After several months, despite diligent administration of his medication, the seizures became more frequent and more violent. I continued the ritual of cleaning and soothing talk afterward, but there was nothing but pain and fear for Gustave as he sat in my lap, trembling and on edge as if trying unsuccessfully to shake off a nightmare. And all I could do was sit with him in my lap and love him. And whether or not he knew it or cared was irrelevant to my understanding of what it meant to be his caretaker.
But after one especially harrowing episode, he looked into my eyes and I into his as we sat on the kitchen floor, each of us recovering in our own way. There was not affection in his gaze, but there was recognition that I was not an enemy. Some sense that there might be someone in the world who wanted to help him. That maybe not every card in the hand he was dealt was rotten. I don’t pretend to know precisely what animals think or feel, particularly in times of great distress, but if I had to take a guess, I would say he was feeling uncharacteristically safe in my company. And that to take even a bit of fear out of his life was something to gently celebrate.
As his condition deteriorated and it became clear that his life was a nearly constant state of misery, we returned to the shelter where he came from for guidance from the vet, though I knew well in advance what they would tell me. The staff offered comfort and support for which I was grateful, but the overwhelming feeling was still utter failure.
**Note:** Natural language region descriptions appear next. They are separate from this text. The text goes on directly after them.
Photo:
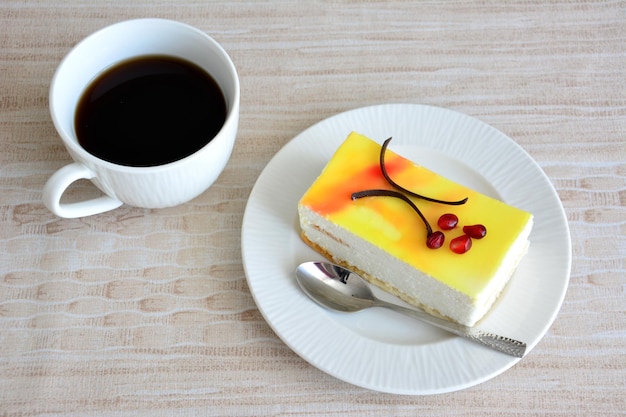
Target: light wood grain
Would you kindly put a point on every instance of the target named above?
(147, 312)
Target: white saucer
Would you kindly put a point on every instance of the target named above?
(379, 349)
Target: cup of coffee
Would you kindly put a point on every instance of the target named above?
(148, 110)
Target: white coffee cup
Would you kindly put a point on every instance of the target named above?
(149, 187)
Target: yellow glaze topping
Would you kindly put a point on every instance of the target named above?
(392, 225)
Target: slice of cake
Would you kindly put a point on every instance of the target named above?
(450, 252)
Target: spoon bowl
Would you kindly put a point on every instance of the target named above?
(340, 289)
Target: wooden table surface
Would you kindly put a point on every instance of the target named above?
(140, 312)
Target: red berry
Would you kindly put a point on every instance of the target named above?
(435, 240)
(447, 221)
(461, 244)
(477, 231)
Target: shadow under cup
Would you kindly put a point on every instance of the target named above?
(154, 186)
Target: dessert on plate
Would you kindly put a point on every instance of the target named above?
(434, 243)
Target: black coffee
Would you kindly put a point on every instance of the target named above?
(149, 111)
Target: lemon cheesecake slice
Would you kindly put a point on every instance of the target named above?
(434, 243)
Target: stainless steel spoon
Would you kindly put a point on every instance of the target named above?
(340, 289)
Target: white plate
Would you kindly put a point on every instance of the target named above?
(379, 349)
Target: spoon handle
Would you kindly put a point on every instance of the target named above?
(500, 343)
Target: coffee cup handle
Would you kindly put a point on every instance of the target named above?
(61, 180)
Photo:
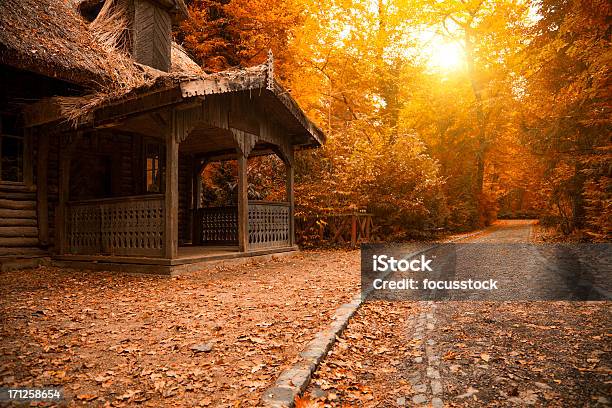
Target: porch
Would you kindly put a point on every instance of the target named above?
(126, 233)
(130, 180)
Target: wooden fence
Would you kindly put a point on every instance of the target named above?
(336, 229)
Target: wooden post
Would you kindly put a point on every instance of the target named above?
(171, 193)
(196, 237)
(353, 230)
(63, 197)
(42, 203)
(28, 159)
(291, 200)
(243, 204)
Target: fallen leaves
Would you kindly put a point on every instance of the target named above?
(212, 338)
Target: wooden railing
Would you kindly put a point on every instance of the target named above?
(268, 225)
(126, 226)
(336, 229)
(217, 226)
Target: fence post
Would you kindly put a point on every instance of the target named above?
(354, 230)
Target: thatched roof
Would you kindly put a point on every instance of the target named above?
(50, 38)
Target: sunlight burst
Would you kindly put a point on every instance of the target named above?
(445, 56)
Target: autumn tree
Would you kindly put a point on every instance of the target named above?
(567, 105)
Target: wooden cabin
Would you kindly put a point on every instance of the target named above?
(106, 125)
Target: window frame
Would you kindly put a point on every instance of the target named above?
(160, 146)
(22, 161)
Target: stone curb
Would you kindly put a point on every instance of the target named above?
(293, 381)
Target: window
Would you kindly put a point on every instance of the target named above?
(11, 149)
(154, 153)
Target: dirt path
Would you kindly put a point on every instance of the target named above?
(472, 353)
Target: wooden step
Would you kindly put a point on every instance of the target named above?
(18, 242)
(8, 232)
(17, 205)
(18, 222)
(10, 213)
(16, 187)
(18, 196)
(8, 252)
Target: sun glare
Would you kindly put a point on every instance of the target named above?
(445, 56)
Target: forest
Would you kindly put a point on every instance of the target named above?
(439, 114)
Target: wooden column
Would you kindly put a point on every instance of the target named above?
(243, 204)
(290, 200)
(28, 158)
(171, 193)
(42, 199)
(196, 194)
(61, 221)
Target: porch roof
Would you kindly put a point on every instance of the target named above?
(100, 110)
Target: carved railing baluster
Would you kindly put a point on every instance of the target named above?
(128, 226)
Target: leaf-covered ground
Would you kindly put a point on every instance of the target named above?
(491, 354)
(215, 338)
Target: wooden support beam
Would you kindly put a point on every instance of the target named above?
(196, 235)
(243, 203)
(291, 200)
(42, 188)
(171, 193)
(28, 159)
(61, 214)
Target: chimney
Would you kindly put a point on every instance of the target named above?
(148, 37)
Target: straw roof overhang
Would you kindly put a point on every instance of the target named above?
(176, 89)
(48, 37)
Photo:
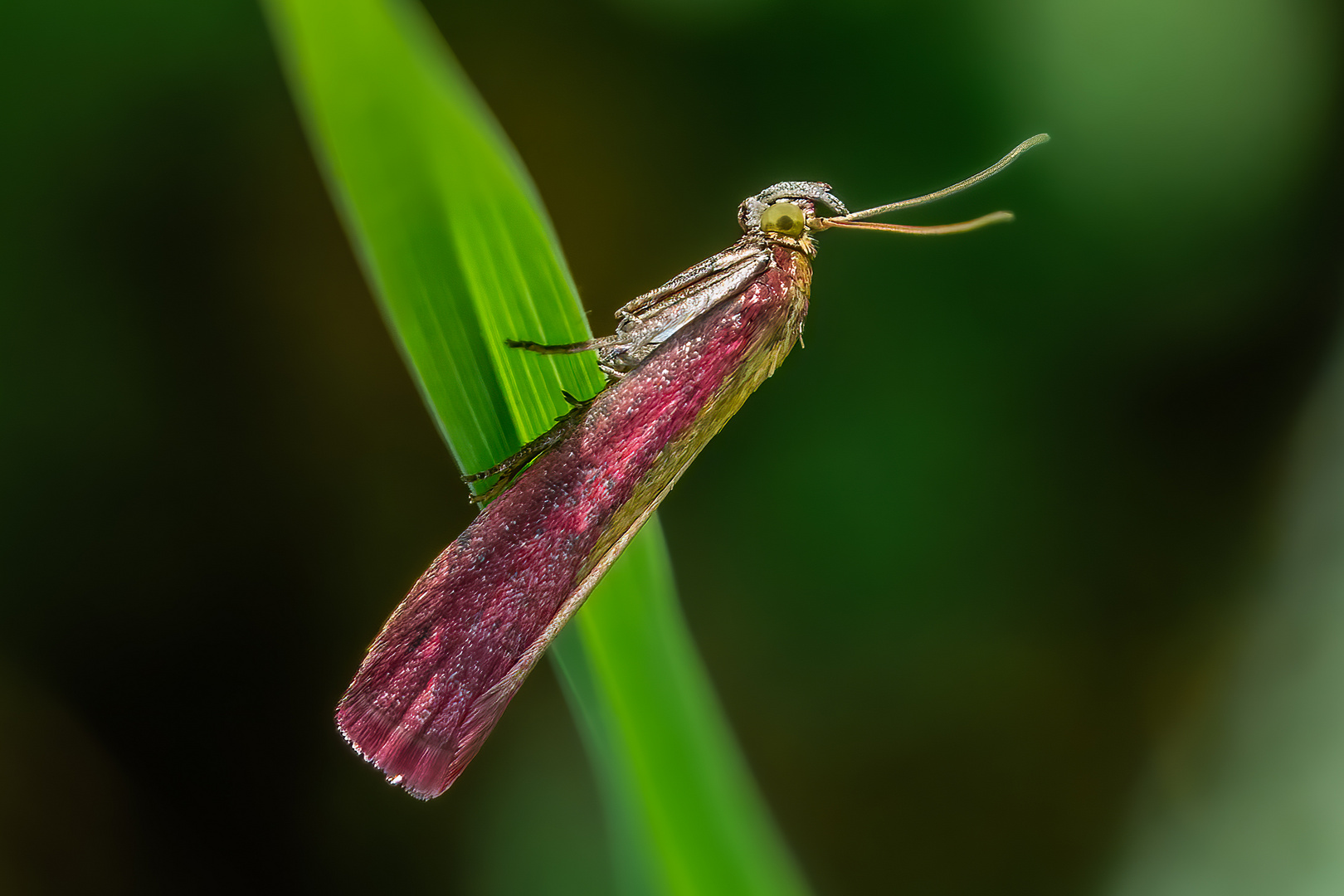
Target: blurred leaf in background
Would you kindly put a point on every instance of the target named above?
(956, 587)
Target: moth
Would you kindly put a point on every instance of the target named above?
(680, 363)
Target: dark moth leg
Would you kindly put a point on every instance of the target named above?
(509, 468)
(566, 348)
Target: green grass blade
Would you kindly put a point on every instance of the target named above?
(461, 256)
(693, 796)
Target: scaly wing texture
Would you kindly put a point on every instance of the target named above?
(455, 652)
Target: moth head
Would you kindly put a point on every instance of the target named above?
(785, 208)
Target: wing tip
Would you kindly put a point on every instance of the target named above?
(422, 768)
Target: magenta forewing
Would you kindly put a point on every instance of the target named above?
(682, 362)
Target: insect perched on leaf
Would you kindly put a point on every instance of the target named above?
(682, 362)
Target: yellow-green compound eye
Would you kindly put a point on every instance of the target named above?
(782, 218)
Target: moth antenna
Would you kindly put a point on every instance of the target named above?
(947, 191)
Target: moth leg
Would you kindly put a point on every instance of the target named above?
(566, 348)
(511, 466)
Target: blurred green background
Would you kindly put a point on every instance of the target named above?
(983, 575)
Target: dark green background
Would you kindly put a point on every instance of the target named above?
(956, 570)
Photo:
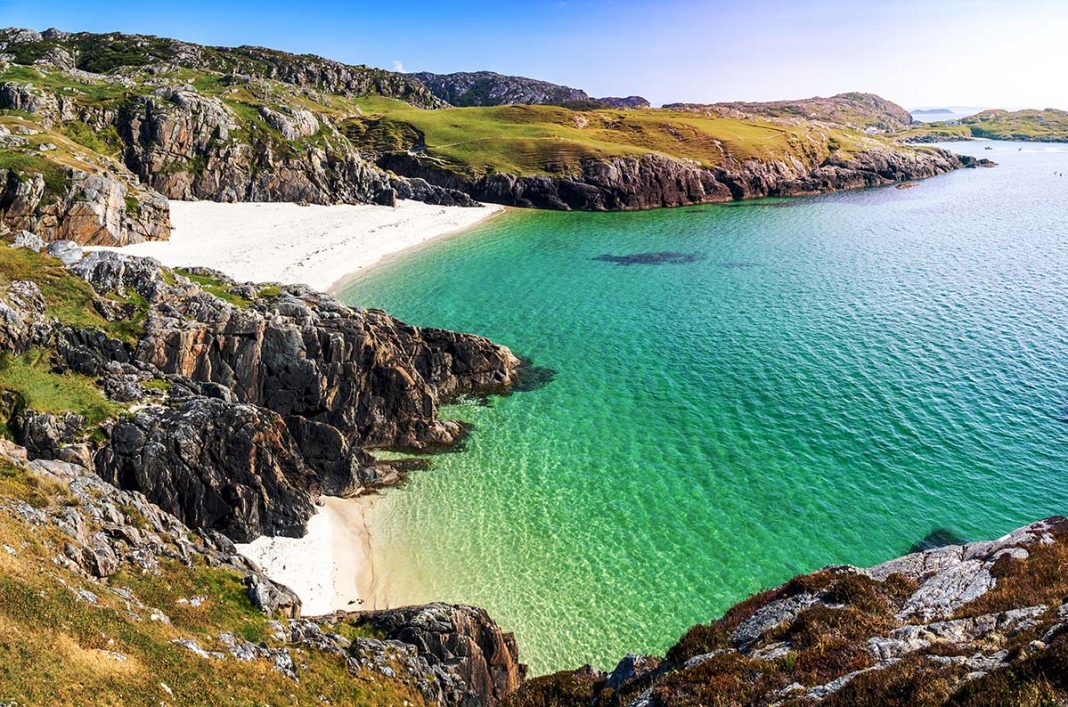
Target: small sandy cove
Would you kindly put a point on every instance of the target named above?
(322, 247)
(330, 567)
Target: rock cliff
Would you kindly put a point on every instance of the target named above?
(655, 182)
(264, 397)
(114, 122)
(861, 111)
(977, 624)
(200, 411)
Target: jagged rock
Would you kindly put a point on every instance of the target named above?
(92, 208)
(490, 89)
(272, 598)
(233, 468)
(293, 123)
(465, 642)
(44, 435)
(67, 251)
(630, 669)
(29, 240)
(655, 181)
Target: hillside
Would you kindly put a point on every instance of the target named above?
(97, 130)
(132, 459)
(610, 159)
(126, 474)
(859, 111)
(1049, 125)
(470, 89)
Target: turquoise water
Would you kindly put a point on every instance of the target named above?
(829, 381)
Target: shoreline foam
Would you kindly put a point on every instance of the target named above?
(323, 247)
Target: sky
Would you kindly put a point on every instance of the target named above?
(991, 53)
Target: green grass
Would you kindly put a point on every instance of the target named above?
(43, 390)
(543, 139)
(55, 175)
(1050, 124)
(89, 91)
(67, 297)
(106, 142)
(215, 286)
(55, 649)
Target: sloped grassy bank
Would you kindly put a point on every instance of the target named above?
(129, 592)
(123, 483)
(97, 129)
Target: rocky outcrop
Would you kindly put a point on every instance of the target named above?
(233, 468)
(983, 623)
(464, 642)
(88, 207)
(101, 53)
(271, 401)
(451, 656)
(654, 182)
(489, 89)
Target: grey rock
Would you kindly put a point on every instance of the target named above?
(29, 240)
(67, 251)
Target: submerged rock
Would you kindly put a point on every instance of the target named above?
(660, 257)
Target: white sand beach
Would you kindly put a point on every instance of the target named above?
(322, 247)
(330, 568)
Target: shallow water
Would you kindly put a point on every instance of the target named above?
(825, 381)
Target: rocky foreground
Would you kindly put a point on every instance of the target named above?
(156, 417)
(977, 624)
(98, 130)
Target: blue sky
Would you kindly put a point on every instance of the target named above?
(917, 52)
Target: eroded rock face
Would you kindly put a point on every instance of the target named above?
(271, 403)
(461, 641)
(449, 655)
(655, 182)
(982, 623)
(233, 468)
(183, 144)
(92, 209)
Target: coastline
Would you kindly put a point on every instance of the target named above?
(322, 247)
(330, 567)
(497, 211)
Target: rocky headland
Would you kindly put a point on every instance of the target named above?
(98, 130)
(156, 417)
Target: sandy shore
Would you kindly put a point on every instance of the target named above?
(322, 247)
(330, 568)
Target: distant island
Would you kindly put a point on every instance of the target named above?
(155, 415)
(130, 121)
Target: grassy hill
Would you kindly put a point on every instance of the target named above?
(531, 140)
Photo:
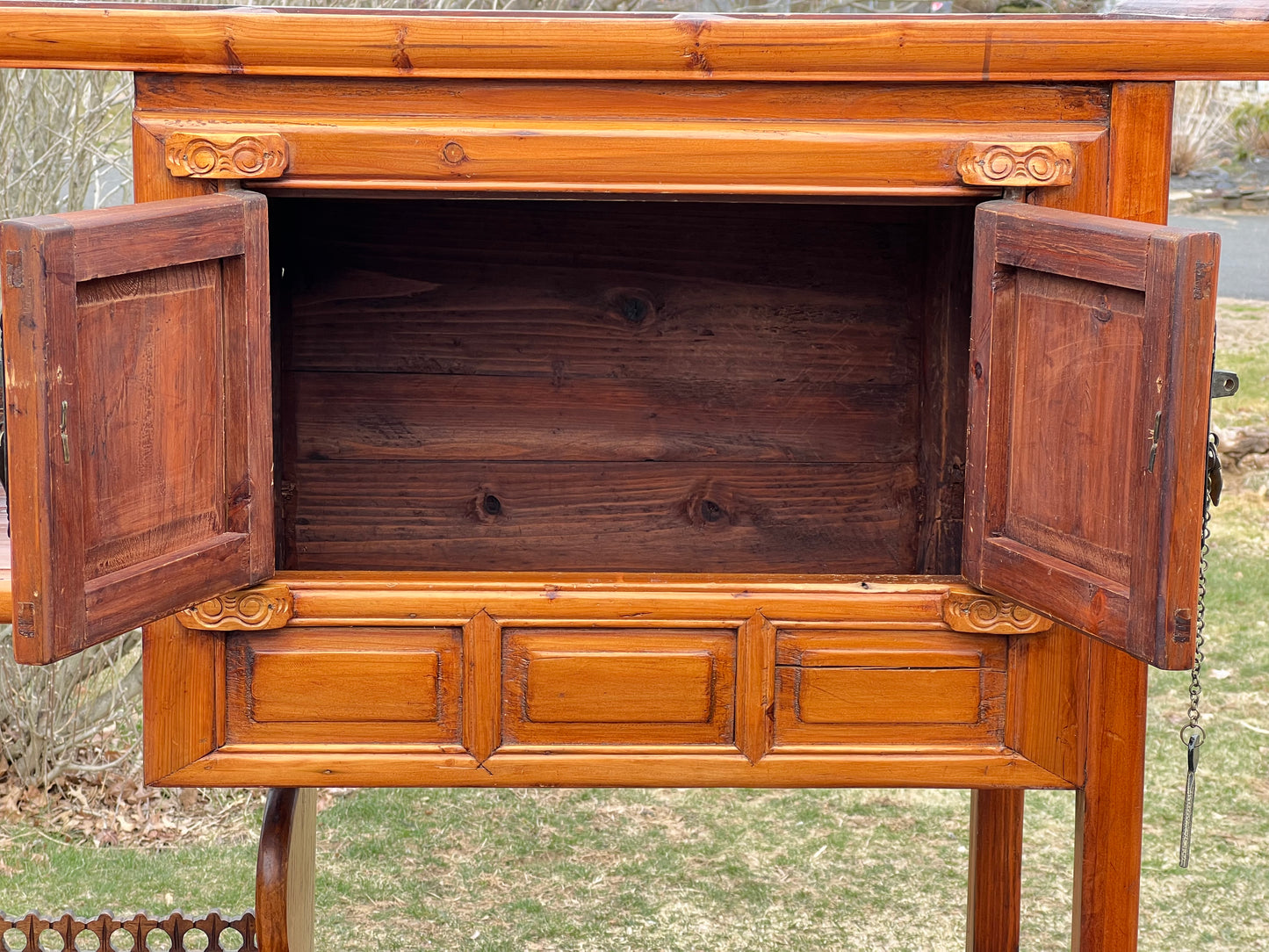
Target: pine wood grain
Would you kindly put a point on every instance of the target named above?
(605, 516)
(840, 687)
(482, 686)
(1049, 682)
(667, 767)
(335, 686)
(755, 687)
(994, 922)
(1108, 810)
(576, 46)
(184, 711)
(580, 339)
(285, 871)
(245, 98)
(1088, 507)
(618, 687)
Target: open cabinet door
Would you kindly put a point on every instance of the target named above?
(137, 379)
(1090, 379)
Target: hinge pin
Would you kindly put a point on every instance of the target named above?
(66, 436)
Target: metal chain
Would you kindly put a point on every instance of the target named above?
(1193, 734)
(1192, 725)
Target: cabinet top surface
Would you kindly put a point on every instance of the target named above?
(1229, 40)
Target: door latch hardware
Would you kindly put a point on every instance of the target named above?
(1154, 439)
(1223, 384)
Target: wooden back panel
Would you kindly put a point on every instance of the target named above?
(473, 385)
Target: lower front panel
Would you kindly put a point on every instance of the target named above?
(513, 681)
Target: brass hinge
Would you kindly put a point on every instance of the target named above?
(1223, 384)
(226, 155)
(1024, 164)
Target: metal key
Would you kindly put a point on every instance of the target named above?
(1188, 810)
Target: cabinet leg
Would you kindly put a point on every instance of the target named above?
(992, 923)
(285, 872)
(1108, 811)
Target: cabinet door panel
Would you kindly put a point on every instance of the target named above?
(139, 410)
(1090, 370)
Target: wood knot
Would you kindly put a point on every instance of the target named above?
(453, 154)
(631, 305)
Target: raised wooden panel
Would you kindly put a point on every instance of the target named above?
(139, 388)
(618, 687)
(638, 516)
(887, 696)
(838, 687)
(1088, 422)
(344, 686)
(580, 386)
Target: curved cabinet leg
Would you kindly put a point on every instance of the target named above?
(1108, 811)
(994, 912)
(285, 871)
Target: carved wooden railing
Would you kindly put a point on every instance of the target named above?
(213, 932)
(283, 897)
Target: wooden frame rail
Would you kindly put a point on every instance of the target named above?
(626, 46)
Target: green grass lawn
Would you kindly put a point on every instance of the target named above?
(750, 869)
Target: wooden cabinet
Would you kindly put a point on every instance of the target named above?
(594, 415)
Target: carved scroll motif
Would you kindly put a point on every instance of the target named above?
(214, 155)
(253, 609)
(967, 612)
(1013, 164)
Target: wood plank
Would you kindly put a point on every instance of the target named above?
(285, 871)
(864, 606)
(1109, 810)
(1058, 535)
(425, 416)
(650, 516)
(953, 768)
(994, 922)
(847, 696)
(1049, 682)
(482, 686)
(631, 155)
(344, 686)
(180, 669)
(638, 322)
(946, 299)
(610, 687)
(844, 647)
(530, 46)
(242, 97)
(755, 687)
(141, 499)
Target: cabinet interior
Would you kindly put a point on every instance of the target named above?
(573, 385)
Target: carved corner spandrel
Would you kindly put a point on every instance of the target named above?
(1017, 164)
(225, 155)
(987, 615)
(258, 609)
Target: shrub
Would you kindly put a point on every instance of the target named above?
(1251, 126)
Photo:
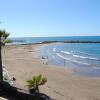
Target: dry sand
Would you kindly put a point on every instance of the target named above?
(23, 62)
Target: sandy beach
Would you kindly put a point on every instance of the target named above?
(24, 61)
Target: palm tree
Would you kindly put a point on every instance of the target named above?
(35, 83)
(3, 37)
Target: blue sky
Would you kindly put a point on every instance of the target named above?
(31, 18)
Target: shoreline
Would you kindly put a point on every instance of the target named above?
(23, 62)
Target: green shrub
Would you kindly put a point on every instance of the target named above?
(35, 83)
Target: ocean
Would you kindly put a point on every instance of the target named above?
(83, 57)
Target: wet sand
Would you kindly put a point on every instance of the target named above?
(24, 61)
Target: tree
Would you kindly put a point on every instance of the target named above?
(3, 38)
(35, 83)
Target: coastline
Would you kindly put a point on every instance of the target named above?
(23, 61)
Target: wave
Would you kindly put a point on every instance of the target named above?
(54, 49)
(66, 52)
(92, 58)
(71, 59)
(78, 56)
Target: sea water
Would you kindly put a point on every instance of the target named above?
(83, 57)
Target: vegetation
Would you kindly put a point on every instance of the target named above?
(35, 83)
(3, 37)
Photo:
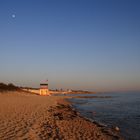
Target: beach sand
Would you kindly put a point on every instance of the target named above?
(25, 116)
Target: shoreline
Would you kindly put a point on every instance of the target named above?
(27, 116)
(100, 131)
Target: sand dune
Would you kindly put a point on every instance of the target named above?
(31, 117)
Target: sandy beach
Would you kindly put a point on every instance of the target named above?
(25, 116)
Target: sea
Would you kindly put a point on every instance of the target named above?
(121, 109)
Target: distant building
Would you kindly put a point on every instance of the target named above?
(44, 89)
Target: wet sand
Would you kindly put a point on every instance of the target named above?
(30, 117)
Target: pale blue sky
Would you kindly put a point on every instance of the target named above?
(78, 44)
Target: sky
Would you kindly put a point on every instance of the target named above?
(75, 44)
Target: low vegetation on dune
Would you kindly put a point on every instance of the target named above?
(8, 87)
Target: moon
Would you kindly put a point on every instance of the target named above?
(13, 16)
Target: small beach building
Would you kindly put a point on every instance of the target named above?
(44, 89)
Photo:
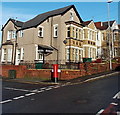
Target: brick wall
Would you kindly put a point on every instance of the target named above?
(20, 70)
(85, 69)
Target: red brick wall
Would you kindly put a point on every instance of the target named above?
(85, 69)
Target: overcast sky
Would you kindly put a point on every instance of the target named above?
(87, 10)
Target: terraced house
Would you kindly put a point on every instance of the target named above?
(114, 39)
(57, 36)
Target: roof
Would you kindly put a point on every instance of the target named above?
(103, 25)
(8, 43)
(87, 22)
(119, 26)
(16, 22)
(106, 23)
(42, 17)
(99, 26)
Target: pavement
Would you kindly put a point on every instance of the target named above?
(72, 81)
(85, 96)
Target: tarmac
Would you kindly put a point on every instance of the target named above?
(82, 79)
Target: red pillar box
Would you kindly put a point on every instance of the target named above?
(55, 72)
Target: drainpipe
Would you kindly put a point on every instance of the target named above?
(1, 45)
(15, 46)
(51, 39)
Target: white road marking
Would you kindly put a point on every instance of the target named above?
(100, 112)
(43, 88)
(57, 86)
(63, 85)
(17, 89)
(114, 103)
(18, 97)
(40, 91)
(2, 102)
(117, 96)
(51, 86)
(29, 94)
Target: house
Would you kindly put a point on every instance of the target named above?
(52, 36)
(108, 36)
(90, 40)
(58, 36)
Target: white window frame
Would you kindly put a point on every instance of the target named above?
(9, 55)
(5, 53)
(55, 30)
(19, 54)
(13, 34)
(9, 34)
(40, 31)
(71, 16)
(22, 54)
(67, 54)
(21, 33)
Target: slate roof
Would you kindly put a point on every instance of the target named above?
(104, 25)
(42, 17)
(98, 26)
(87, 22)
(16, 22)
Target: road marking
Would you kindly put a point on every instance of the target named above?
(43, 88)
(41, 91)
(117, 96)
(118, 112)
(17, 89)
(114, 103)
(63, 85)
(100, 112)
(29, 94)
(2, 102)
(48, 89)
(18, 97)
(51, 87)
(56, 86)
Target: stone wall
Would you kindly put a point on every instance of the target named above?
(66, 74)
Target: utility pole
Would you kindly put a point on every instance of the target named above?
(109, 30)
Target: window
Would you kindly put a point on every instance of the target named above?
(68, 32)
(9, 58)
(21, 33)
(67, 54)
(13, 34)
(73, 32)
(9, 34)
(19, 51)
(40, 56)
(76, 33)
(71, 16)
(56, 30)
(76, 54)
(22, 53)
(40, 32)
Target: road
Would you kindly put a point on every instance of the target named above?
(89, 97)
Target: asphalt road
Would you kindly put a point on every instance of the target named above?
(89, 97)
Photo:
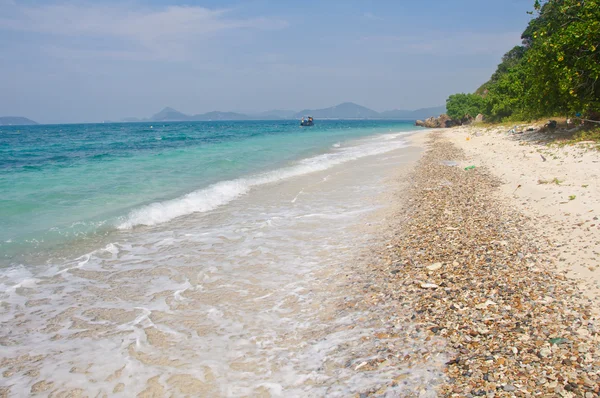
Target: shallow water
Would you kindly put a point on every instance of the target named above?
(253, 298)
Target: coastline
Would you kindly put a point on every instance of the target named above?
(558, 187)
(477, 276)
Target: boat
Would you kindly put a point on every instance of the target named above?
(307, 121)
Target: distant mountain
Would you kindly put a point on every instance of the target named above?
(423, 113)
(132, 120)
(15, 121)
(275, 114)
(169, 115)
(347, 110)
(216, 115)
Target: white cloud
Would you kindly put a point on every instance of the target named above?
(371, 16)
(446, 43)
(157, 32)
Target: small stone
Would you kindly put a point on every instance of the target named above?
(429, 286)
(583, 332)
(434, 267)
(545, 352)
(485, 305)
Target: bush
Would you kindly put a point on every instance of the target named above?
(462, 106)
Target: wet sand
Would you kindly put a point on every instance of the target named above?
(262, 297)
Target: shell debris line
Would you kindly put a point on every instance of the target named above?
(477, 275)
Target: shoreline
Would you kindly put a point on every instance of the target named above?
(479, 277)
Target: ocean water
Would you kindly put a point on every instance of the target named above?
(61, 183)
(192, 259)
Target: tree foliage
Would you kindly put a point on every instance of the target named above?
(461, 106)
(557, 69)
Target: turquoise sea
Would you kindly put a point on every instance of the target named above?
(65, 183)
(209, 259)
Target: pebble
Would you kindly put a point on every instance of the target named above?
(434, 267)
(498, 314)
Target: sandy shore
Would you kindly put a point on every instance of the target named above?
(558, 187)
(474, 268)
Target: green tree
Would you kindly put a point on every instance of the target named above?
(563, 57)
(460, 106)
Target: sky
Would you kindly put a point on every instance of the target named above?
(89, 61)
In the four years since, I have come to realize that success in rescue animal companionship is not measured by how much they end up loving you but by the simple fact that you stood by them when others would or could not. That you recognized that they were independent beings with heartbreaking histories over which you might have no control to alter for the better. That you loved them when they couldn’t muster the capacity or the inclination to reciprocate.
And that by being present for them, you made good on the promise of unconditional care and love, which is the birthright of even the least adoptable cat in the shelter.